Título: DEPOIMENTO : JOSÉ SERRA
Autor: Patrícia Campos Mello
Fonte: O Estado de São Paulo, 22/01/2006, Economia & Negócios, p. B1

Quando falei em lei de responsabilidade cambial, foi num sentido figurado. Quis dizer que não basta termos responsabilidade fiscal. É preciso também responsabilidade cambial e monetária.

Não dá para deixar o câmbio e o déficit público exclusivamente como resíduos da política monetária. O equívoco da política de juros desacelerou a economia, pressionou as contas públicas e valorizou artificialmente o câmbio. Estimula a entrada de dólares e, ao retrair o crescimento da economia, também freia as importações. Se os juros não foram a única causa da valorização cambial, certamente tiveram peso decisivo: a taxa real de juros projetada - acima de 12% ao ano - é cerca do dobro daquela do país segundo colocado. No ano passado, a taxa real média foi 13,5%!

Em 2005, o real foi valorizado em algo próximo de 20%, quatro ou cinco vezes mais que a média latino-americana. Por causa disso, devido ao encolhimento das exportações, só no Rio Grande do Sul 30 mil pessoas perderam o emprego no setor de calçados, que, aliás, é muito eficiente. Em Franca, foram 7 mil desempregados. Vamos perdendo mercados para a China, que hoje importa técnicos gaúchos para aprender a fazer sapatos. Enquanto isso, só com os desempregados gaúchos, o gasto público com o seguro desemprego aumentará cerca de R$ 90 milhões em seis meses e a arrecadação da Previdência cairá R$ 20 milhões.

Não defendo controle do câmbio - fui crítico do câmbio quase fixo quando foi praticado. Aliás, creio que fui o primeiro, no início de 2002, a lançar no debate nacional a expressão tripé da política macroeconômica: câmbio flutuante, metas de inflação e responsabilidade fiscal. Por isso, posso criticar a dosagem errada.

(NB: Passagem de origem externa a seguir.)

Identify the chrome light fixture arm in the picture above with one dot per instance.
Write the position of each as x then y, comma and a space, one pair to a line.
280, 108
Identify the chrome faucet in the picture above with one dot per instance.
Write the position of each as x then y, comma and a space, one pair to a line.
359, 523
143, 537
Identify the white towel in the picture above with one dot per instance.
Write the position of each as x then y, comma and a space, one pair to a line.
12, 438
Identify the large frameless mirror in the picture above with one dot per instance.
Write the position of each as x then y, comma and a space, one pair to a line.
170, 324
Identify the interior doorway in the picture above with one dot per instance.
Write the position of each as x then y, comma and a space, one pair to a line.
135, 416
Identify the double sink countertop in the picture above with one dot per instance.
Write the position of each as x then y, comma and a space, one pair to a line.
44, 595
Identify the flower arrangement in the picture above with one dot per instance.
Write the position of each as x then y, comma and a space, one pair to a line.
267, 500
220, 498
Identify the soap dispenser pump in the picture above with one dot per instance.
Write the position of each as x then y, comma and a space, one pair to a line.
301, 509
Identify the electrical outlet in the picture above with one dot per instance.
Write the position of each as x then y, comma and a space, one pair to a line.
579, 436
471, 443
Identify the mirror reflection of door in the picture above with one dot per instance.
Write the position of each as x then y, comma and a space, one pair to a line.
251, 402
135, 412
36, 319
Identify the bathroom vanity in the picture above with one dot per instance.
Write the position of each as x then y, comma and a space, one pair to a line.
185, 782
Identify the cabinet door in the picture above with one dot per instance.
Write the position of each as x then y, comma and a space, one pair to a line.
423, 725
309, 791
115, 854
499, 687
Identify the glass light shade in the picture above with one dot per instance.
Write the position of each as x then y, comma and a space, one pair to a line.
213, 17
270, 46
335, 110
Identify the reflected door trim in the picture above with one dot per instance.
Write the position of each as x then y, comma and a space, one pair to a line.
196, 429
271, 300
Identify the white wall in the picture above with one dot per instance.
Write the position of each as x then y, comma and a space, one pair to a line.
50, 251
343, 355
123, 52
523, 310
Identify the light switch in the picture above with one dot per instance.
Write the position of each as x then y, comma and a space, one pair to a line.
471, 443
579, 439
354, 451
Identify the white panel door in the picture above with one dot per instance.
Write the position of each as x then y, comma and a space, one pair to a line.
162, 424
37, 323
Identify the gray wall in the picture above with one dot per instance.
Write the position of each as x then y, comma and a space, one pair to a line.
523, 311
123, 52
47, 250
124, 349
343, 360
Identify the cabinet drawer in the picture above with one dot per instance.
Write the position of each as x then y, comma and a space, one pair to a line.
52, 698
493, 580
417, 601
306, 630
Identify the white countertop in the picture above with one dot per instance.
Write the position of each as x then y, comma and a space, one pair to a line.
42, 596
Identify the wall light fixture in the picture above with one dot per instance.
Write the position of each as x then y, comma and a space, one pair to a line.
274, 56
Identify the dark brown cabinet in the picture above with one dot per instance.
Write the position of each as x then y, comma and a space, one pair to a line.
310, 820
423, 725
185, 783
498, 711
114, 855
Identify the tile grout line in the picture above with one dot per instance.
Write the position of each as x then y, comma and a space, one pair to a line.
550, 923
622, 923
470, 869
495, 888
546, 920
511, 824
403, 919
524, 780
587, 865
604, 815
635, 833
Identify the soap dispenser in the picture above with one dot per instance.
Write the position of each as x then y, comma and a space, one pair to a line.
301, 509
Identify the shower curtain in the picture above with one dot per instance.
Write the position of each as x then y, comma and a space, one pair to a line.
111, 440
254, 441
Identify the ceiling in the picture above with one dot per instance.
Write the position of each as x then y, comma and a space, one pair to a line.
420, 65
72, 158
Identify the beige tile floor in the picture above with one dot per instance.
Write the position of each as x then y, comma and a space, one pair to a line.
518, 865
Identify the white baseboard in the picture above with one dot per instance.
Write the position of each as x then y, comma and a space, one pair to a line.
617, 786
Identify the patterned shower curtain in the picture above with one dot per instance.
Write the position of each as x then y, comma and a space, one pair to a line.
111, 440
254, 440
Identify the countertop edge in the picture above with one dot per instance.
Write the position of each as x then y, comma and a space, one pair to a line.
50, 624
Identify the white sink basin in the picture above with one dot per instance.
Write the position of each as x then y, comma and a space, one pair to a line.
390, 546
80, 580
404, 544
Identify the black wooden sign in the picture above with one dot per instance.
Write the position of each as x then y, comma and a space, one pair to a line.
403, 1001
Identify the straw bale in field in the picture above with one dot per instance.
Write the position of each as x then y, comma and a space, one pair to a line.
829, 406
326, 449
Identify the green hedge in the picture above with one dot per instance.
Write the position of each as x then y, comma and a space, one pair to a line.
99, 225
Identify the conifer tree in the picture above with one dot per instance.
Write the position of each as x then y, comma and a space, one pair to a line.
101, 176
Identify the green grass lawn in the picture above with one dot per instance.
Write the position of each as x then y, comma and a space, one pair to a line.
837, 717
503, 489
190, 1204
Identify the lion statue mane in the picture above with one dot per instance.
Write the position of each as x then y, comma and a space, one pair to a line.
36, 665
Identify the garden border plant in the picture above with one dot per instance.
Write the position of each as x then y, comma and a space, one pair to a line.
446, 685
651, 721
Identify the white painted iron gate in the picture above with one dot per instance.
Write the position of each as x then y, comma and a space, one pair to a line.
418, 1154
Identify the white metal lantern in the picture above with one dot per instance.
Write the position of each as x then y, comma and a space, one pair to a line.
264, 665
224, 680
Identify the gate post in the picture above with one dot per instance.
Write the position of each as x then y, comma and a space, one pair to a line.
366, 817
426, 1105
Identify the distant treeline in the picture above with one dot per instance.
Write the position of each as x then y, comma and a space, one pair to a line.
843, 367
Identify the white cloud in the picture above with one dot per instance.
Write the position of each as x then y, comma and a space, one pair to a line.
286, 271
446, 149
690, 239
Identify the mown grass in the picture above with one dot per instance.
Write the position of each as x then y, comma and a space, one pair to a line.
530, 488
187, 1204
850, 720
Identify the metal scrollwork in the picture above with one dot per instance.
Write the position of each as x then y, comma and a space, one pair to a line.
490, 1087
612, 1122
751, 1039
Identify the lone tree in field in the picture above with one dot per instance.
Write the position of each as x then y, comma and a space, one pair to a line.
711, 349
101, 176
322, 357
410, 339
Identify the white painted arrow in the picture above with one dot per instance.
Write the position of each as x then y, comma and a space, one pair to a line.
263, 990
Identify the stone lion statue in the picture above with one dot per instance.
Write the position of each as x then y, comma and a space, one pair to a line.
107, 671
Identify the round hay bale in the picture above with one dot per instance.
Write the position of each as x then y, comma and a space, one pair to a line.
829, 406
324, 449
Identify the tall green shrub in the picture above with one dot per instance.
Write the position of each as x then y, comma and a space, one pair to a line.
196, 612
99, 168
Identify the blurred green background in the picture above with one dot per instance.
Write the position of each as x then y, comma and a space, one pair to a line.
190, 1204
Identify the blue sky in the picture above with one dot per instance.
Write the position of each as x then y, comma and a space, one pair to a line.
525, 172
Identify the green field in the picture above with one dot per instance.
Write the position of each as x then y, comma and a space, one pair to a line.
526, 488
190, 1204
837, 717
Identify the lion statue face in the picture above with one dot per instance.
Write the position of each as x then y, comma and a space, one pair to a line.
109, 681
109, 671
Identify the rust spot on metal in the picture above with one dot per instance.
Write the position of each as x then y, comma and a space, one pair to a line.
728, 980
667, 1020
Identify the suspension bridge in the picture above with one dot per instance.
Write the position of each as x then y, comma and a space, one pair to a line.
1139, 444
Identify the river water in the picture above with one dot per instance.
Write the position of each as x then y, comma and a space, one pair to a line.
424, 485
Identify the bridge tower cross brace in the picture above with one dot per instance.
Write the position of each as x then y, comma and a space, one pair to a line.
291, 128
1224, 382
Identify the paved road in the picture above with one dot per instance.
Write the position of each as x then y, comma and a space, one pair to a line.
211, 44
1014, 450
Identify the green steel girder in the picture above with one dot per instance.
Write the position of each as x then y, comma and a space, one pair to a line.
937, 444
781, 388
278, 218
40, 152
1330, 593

A dosagem faz o veneno. Por que, entre tantos países que adotam metas de inflação, nenhum tem juros reais sequer próximos aos brasileiros? Por que tantos países que adotam o câmbio flutuante não tiveram suas moedas tão apreciadas quanto o real?Quando houver coordenação correta da política macroeconômica e uma política monetária inteligente, a taxa de câmbio não evoluirá de forma tão danosa.

O debate sobre a falta de crescimento da economia brasileira não se esgota nessa questão de juros e câmbio desequilibrado. Outros fatores, além dos encargos financeiros, também elevam o custo do capital no Brasil, como a carga tributária excessiva e a infra-estrutura precária... Nossa taxa de poupança é baixa, mas ainda assim tem se mantido no nível histórico. Mas os preços relativos dos bens de capital cresceram além da conta. O investimento público atingiu o nível mais baixo da história. Sequer andam os projetos pilotos livres de contingenciamento. Enquanto isso, os gastos correntes federais galopam sem parar. As concessões e as PPPs empacaram. As agências reguladoras foram politizadas e enfraquecidas, criando incertezas para os investimentos. Empresas federais foram aparelhadas como nunca. O governo tem sido incapaz de negociar com o Congresso uma política que reative os investimentos em saneamento.

Enfim, a dobradinha câmbio-juros é como um violino. Sozinho, não faz uma sinfonia. Mas, sozinho, se atravessar o tom, mata a música. Para crescer, precisamos, além de colocar o violino no devido lugar, movimentar a orquestra. Um desafio grandioso e complexo, mas é possível vencê-lo.